Oliver M Norman, Matthews Kevin A, Siadaty Mir, Hauck Fern R, Pickle Linda W
Department of Family Medicine, University of Virginia, Charlottesville, VA, USA.
Int J Health Geogr. 2005 Nov 10;4:29. doi: 10.1186/1476-072X-4-29.
This article describes geographic bias in GIS analyses with unrepresentative data owing to missing geocodes, using as an example a spatial analysis of prostate cancer incidence among whites and African Americans in Virginia, 1990-1999. Statistical tests for clustering were performed and such clusters mapped. The patterns of missing census tract identifiers for the cases were examined by generalized linear regression models.

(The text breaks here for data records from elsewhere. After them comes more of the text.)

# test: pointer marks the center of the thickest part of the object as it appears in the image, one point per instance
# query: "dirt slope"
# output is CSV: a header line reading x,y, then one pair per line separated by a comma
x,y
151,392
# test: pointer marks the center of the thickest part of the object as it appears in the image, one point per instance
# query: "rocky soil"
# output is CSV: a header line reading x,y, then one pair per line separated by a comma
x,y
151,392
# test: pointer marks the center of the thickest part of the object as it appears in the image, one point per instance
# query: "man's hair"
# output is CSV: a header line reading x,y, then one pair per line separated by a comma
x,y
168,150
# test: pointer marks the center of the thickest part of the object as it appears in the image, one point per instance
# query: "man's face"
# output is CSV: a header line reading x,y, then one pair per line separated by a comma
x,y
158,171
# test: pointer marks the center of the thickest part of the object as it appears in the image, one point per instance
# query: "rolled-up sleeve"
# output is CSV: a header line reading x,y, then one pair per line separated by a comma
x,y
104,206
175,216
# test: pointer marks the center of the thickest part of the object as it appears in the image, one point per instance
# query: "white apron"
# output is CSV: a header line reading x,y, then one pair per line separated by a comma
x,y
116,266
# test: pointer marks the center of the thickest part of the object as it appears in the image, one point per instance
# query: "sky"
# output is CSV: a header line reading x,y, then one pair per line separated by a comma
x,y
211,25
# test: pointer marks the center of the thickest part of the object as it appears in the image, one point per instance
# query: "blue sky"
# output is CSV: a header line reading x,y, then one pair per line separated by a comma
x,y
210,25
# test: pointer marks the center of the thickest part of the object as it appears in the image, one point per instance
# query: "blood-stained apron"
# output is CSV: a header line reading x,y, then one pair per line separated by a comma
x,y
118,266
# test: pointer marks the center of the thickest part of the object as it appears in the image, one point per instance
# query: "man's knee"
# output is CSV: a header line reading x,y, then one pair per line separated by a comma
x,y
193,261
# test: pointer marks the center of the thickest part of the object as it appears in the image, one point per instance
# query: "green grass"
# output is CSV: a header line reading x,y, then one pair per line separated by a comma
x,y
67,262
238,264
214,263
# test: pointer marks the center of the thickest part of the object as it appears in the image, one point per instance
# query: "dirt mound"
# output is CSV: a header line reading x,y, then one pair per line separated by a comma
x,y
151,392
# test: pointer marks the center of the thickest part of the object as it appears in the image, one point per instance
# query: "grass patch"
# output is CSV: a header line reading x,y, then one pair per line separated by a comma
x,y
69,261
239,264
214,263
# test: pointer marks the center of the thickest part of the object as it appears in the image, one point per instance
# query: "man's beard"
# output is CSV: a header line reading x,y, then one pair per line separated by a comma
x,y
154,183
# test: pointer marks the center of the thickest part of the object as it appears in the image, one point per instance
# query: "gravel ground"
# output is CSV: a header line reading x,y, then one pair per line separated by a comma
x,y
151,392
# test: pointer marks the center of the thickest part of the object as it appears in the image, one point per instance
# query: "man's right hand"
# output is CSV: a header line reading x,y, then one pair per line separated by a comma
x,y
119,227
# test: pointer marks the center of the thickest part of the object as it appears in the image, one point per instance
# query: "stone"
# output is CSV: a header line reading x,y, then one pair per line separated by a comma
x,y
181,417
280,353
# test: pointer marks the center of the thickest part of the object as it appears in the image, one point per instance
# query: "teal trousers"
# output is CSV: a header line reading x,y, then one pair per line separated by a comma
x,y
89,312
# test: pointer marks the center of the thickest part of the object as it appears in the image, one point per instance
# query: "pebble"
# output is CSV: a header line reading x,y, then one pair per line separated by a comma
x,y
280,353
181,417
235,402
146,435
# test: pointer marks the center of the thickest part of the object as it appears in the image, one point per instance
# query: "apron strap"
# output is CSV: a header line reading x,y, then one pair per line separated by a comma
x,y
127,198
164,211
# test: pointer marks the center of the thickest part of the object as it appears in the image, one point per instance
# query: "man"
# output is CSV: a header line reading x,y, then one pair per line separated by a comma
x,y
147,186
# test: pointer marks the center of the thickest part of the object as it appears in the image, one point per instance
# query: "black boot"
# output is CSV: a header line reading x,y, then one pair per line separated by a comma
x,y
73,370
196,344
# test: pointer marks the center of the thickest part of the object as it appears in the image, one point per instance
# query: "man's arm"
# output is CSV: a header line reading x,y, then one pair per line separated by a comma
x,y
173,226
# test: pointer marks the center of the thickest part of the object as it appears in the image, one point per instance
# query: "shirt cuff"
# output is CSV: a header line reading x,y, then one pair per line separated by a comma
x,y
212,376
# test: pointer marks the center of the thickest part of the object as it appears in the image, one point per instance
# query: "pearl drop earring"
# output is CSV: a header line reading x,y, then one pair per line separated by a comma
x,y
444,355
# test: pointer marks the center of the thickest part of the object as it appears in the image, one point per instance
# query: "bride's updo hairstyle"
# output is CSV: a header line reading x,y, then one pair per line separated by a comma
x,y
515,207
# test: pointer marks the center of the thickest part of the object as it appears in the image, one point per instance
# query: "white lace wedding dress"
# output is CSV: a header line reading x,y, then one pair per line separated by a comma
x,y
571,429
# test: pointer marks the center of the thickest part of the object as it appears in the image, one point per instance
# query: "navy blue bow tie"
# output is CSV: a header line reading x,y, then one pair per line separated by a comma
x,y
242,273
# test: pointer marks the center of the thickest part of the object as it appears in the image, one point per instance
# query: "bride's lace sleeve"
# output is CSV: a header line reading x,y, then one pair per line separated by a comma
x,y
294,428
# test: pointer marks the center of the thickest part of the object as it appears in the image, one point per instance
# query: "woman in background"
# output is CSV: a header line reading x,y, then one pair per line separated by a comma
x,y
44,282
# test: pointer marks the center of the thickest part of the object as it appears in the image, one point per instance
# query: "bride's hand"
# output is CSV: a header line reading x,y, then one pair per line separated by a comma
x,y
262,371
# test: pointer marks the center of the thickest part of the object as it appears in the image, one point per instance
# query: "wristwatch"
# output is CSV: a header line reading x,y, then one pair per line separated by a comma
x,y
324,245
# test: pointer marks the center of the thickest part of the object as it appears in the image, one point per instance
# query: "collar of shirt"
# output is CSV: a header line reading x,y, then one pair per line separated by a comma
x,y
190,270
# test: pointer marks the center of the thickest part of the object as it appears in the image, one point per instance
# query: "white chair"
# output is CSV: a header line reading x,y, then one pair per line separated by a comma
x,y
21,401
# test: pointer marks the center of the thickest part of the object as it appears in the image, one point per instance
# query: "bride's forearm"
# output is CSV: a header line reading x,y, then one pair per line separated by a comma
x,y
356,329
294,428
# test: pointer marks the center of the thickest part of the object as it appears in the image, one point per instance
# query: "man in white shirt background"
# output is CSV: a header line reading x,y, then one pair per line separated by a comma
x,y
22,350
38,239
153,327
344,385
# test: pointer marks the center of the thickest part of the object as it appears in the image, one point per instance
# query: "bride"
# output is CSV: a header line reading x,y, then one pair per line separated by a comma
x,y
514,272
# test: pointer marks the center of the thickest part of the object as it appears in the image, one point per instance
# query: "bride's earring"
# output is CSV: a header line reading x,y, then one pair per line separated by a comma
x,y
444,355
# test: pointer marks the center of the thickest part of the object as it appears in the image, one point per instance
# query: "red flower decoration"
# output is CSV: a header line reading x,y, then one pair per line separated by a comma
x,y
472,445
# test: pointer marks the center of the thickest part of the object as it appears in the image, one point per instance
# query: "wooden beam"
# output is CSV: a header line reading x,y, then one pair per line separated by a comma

The county of residency for all cases was known, and 26,338 (74%) of these cases were geocoded successfully to census tracts. Cluster maps showed patterns that appeared markedly different, depending upon whether one used all cases or those geocoded to the census tract. Multivariate regression analysis showed that, in the most rural counties (where the missing data were concentrated), the percent of a county's population over age 64 and with less than a high school education were both independently associated with a higher percent of missing geocodes.
We found statistically significant pattern differences resulting from spatially non-random differences in geocoding completeness across Virginia. Appropriate interpretation of maps, therefore, requires an understanding of this phenomenon, which we call "cartographic confounding."
本文通过以1990 - 1999年弗吉尼亚州白人和非裔美国人前列腺癌发病率的空间分析为例,描述了由于地理编码缺失导致的地理信息系统(GIS)分析中使用不具代表性数据时的地理偏差。进行了聚类的统计检验并绘制了此类聚类图。通过广义线性回归模型检查了病例中普查区标识符缺失的模式。
所有病例的居住县是已知的,其中26338例(74%)病例成功地被地理编码到普查区。聚类图显示的模式根据使用的是所有病例还是地理编码到普查区的病例而明显不同。多变量回归分析表明,在最偏远的县(缺失数据集中于此),64岁以上且受教育程度低于高中的县人口百分比均与更高的地理编码缺失百分比独立相关。
我们发现弗吉尼亚州地理编码完整性的空间非随机差异导致了具有统计学意义的模式差异。因此,对地图的恰当解读需要了解这一现象,我们将其称为“地图混淆”。